Other agencies included in the report were the Department of Consumer Protection, which oversees homemaker-companion agencies; the Department of Public Health’s Facilities and Licensing Section (FLIS); and the Long Term Care Ombudsman’s office, each of which have some responsibilities for making sure that elderly abuse complaints — whether they are financial crimes, neglect or care issues — are properly investigated.

A lack of volunteers to meet with elderly clients was identified as a key issue.

Long Term Care Ombudsman Mairead Painter said she is having difficulties finding volunteers to help monitor long-term care facilities, partly because of the pandemic. Long-term care facilities were hit hard by the coronavirus, with more than 3,500 deaths, and even though vaccination rates in those facilities are high, it’s still not easy to get people who want to go into them, she said.

“Right now I have about five people that are willing to go into facilities and meet with residents and staff and be our eyes and ears, and we used to have well over 100 volunteers years ago,” Painter said. “That’s now falling onto the regional long term care ombudsmen who can only do quarterly visits.”

“There seems to be a lot of ways to improve the system, but better communication all around would be a place to start,” state auditor John Geragosian said Thursday.

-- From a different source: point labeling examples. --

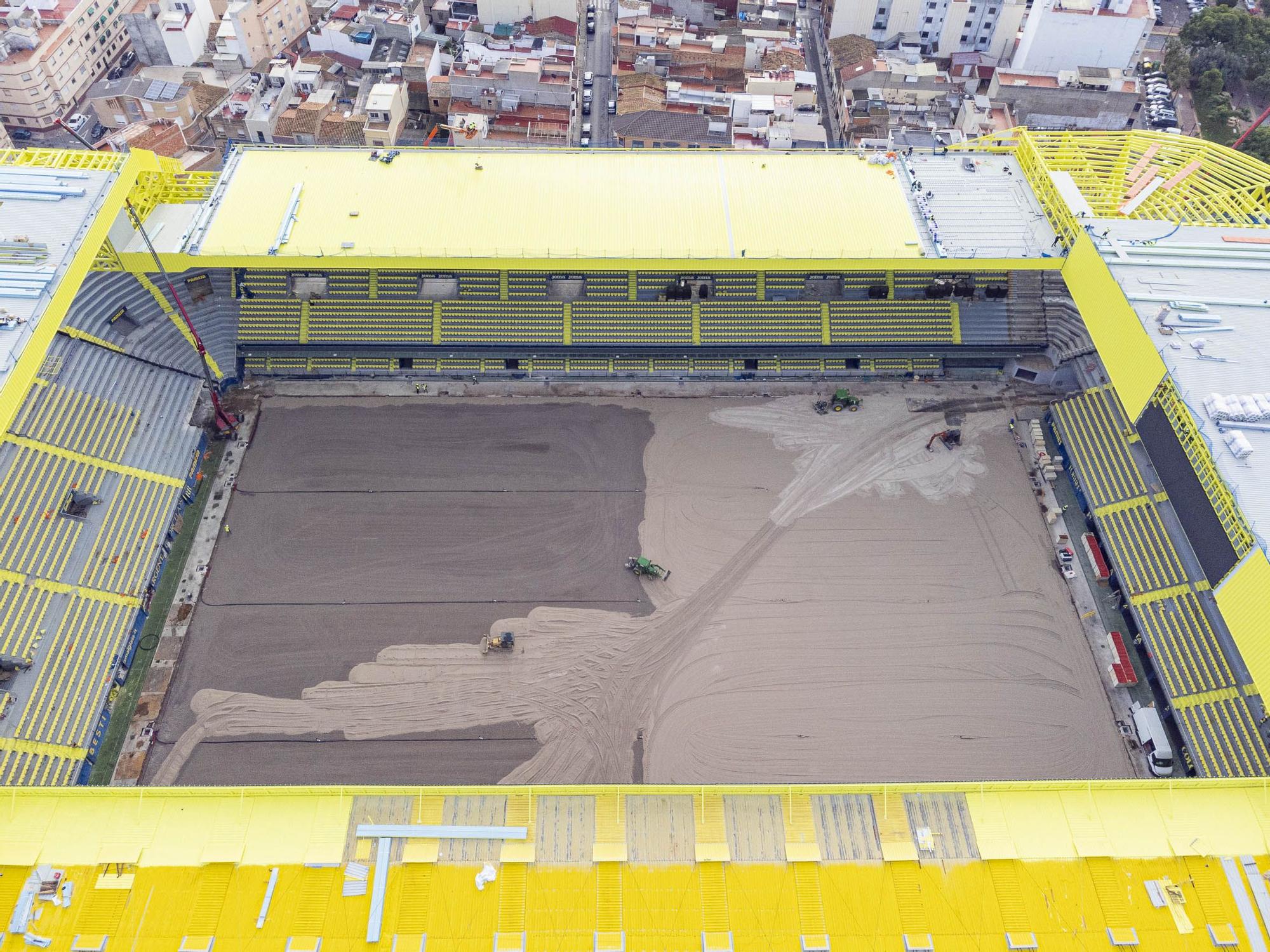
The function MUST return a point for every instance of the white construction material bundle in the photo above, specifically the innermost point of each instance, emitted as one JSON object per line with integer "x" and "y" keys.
{"x": 1239, "y": 445}
{"x": 1239, "y": 408}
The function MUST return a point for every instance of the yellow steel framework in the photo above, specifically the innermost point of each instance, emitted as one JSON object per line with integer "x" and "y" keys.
{"x": 1202, "y": 461}
{"x": 79, "y": 159}
{"x": 1201, "y": 182}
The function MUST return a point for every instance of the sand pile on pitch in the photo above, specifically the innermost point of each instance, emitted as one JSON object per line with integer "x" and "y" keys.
{"x": 732, "y": 677}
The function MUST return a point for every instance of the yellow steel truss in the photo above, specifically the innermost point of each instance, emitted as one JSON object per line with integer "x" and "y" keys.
{"x": 1202, "y": 461}
{"x": 107, "y": 258}
{"x": 81, "y": 159}
{"x": 1201, "y": 182}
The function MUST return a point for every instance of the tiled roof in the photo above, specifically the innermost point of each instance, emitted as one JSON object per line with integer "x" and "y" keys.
{"x": 675, "y": 128}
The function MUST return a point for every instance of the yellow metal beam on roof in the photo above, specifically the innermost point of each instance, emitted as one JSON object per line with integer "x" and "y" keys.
{"x": 1244, "y": 598}
{"x": 563, "y": 205}
{"x": 1127, "y": 352}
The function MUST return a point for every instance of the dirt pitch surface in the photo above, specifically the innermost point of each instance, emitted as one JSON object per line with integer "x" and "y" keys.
{"x": 845, "y": 606}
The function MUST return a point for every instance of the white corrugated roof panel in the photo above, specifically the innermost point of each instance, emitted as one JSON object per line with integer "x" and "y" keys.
{"x": 1194, "y": 263}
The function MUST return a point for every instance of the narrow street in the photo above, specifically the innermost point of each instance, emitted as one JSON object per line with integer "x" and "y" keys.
{"x": 817, "y": 55}
{"x": 596, "y": 56}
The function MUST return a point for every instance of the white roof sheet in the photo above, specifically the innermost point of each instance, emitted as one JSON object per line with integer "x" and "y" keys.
{"x": 1193, "y": 263}
{"x": 59, "y": 224}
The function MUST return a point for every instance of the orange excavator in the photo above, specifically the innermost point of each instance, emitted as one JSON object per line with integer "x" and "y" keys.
{"x": 468, "y": 131}
{"x": 951, "y": 439}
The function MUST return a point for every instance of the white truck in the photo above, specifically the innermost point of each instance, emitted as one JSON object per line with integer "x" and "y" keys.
{"x": 1154, "y": 739}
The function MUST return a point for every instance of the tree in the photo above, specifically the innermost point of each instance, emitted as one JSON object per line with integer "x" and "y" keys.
{"x": 1178, "y": 65}
{"x": 1211, "y": 84}
{"x": 1258, "y": 145}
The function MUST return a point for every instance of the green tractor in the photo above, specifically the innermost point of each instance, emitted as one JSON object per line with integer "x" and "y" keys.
{"x": 642, "y": 565}
{"x": 843, "y": 400}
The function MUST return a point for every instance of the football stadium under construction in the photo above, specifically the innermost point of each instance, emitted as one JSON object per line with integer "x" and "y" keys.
{"x": 553, "y": 550}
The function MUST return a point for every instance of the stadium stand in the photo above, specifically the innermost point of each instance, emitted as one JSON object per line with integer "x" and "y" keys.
{"x": 1210, "y": 703}
{"x": 77, "y": 586}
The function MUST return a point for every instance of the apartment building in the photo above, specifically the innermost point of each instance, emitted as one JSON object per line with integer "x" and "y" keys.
{"x": 255, "y": 107}
{"x": 170, "y": 32}
{"x": 121, "y": 102}
{"x": 51, "y": 51}
{"x": 385, "y": 114}
{"x": 939, "y": 27}
{"x": 253, "y": 32}
{"x": 1066, "y": 35}
{"x": 491, "y": 12}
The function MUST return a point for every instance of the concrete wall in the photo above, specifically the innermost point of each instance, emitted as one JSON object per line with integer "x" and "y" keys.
{"x": 1057, "y": 40}
{"x": 148, "y": 39}
{"x": 1079, "y": 109}
{"x": 492, "y": 12}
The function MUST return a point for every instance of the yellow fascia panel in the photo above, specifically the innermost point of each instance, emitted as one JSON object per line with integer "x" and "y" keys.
{"x": 1131, "y": 359}
{"x": 991, "y": 831}
{"x": 1245, "y": 604}
{"x": 1038, "y": 826}
{"x": 1133, "y": 826}
{"x": 1211, "y": 822}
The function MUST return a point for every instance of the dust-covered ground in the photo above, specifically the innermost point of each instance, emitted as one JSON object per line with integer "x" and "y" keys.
{"x": 844, "y": 605}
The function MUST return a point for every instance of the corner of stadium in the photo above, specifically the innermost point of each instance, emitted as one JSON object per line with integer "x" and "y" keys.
{"x": 299, "y": 441}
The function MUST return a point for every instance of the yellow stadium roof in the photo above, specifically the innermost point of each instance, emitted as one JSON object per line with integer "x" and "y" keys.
{"x": 1043, "y": 866}
{"x": 516, "y": 204}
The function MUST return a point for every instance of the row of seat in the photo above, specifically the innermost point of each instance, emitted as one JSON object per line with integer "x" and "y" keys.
{"x": 478, "y": 285}
{"x": 22, "y": 618}
{"x": 397, "y": 285}
{"x": 1220, "y": 731}
{"x": 35, "y": 540}
{"x": 72, "y": 420}
{"x": 378, "y": 322}
{"x": 526, "y": 285}
{"x": 737, "y": 286}
{"x": 891, "y": 322}
{"x": 133, "y": 532}
{"x": 1184, "y": 645}
{"x": 262, "y": 284}
{"x": 609, "y": 285}
{"x": 1225, "y": 739}
{"x": 77, "y": 675}
{"x": 22, "y": 769}
{"x": 1093, "y": 428}
{"x": 633, "y": 323}
{"x": 794, "y": 323}
{"x": 548, "y": 365}
{"x": 1144, "y": 554}
{"x": 270, "y": 321}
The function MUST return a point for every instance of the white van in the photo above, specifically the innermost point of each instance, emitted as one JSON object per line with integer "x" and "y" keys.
{"x": 1155, "y": 742}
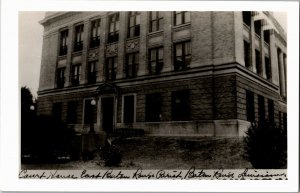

Among the audit’s findings were:

  • The state doesn’t do criminal background checks on homemaker-companions, instead leaving it up to each agency to do so. “The Department of Consumer Protection (DCP), the agency where all homemaker-companion agencies must register, recently testified that there is no consistency in how these agencies choose to conduct these background checks, and DCP receives consumer complaints as a result of the inadequate background checks,” the report states.
  • The long-term care ombudsman program is woefully short on volunteer resident advocates whom they rely upon to conduct visits to long-term care facilities. While there used to be enough to have one volunteer per nursing home, now there is roughly a half dozen total.
  • The Department of Public Health Facility Licensing and Investigations Section does not begin investigating many of the less critical complaints it receives within the required 45 days, and it inconsistently contacts the Department of Aging and Disability Services Long-Term Care Ombudsman Program when investigating nursing home complaints.
  • Mandated reporters of elder maltreatment are not required to complete related training, and the state does not widely publicize the availability of training that is available on its website. Consequently, many mandated reporters of elder maltreatment may be unaware of their reporting requirements.

As the state’s population ages, the potential for elder abuse grows. According to the Connecticut Coalition of Elder Justice, approximately 1 in 10 adults age 60 or older are abused, neglected, exploited or abandoned each year.

Painter said the audit shows that the state’s agencies need to communicate better. In their responses to the auditors’ recommendations, all of the agencies involved promised to work together to improve the system.

For example, previously DPH did not inform Painter’s office when it had received a complaint against a nursing home and was investigating it, which the agency said will now change.

“It [notification] wasn’t happening all of the time,” Painter said.